Oct 05, 2015

ヒルデスハイマーの「モーツァルトは誰だったのか」

《誰だったのか》とあらためて問わなければならないほど、現在のモーツァルト像は18世紀後半に実在したモーツアルト本人からかけ離れてしまっているとヒルデスハイマーは言う。そうした虚像を《洗濯いたし候》というのがこのエッセイの趣旨であるからとても面白い。この20世紀前半を苦難のうちに生きた(ナチに追われたユダヤ系ドイツ人作家である)強い視線から、過酷な生を遂げた天才音楽家の贅肉の取れた素の姿が浮かび上がる。ことにアウグスブルグの従妹テークラへの分析がうれしかった。自分のテークラ像がいっそう確かめられた。

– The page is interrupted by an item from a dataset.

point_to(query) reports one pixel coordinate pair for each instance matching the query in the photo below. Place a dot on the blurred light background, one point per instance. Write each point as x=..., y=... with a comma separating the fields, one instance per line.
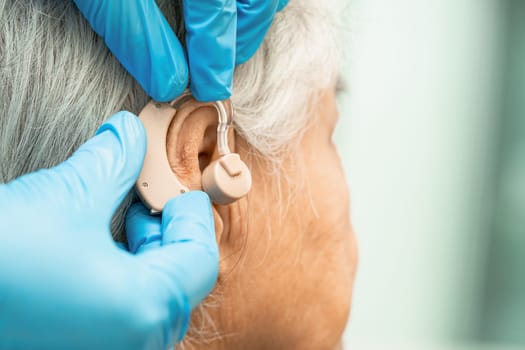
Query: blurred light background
x=433, y=139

そもそも(とあらたまって)私がジャンヌ・ダルクへの関心からモーツアルトの音楽に詩作のテーマを移したのも、この辺の事情にあるからだ。ジャンヌへの関心が遠のくきっかけは、ジャンヌと母親との関係に行き当たった時だった。このへんの込み入った事情はいずれ自分の詩で説明しなければならないと思っている。単純に言えば、今はオルレアンに行くよりアウグスブルグヘ行ってそこの空気を吸ってみたいと思うということである。「モーツァルトが心中を吐露したのは、ただひとり、音楽だけである。その音楽にしても、彼の人生や生活体験との並行関係を樹立しようと努力する人たちには、解明の鍵となってくれない。そのためには、芸術的純化という途方もない過程を跡づけて追体験できなければなるまい。だがそれを実現するためには、またしてもモーツァルト流の天才的な描写能力を必要とするであろう。…」丸山匠訳、白水社1976年刊。作品から作者の実像を導き出すことはほとんど不可能だ、それが可能なのはモーツァルトのような天才だけに限られる。つまりお前にはできないぞと判定されたようなものだが、がんばれ、うどうサン!!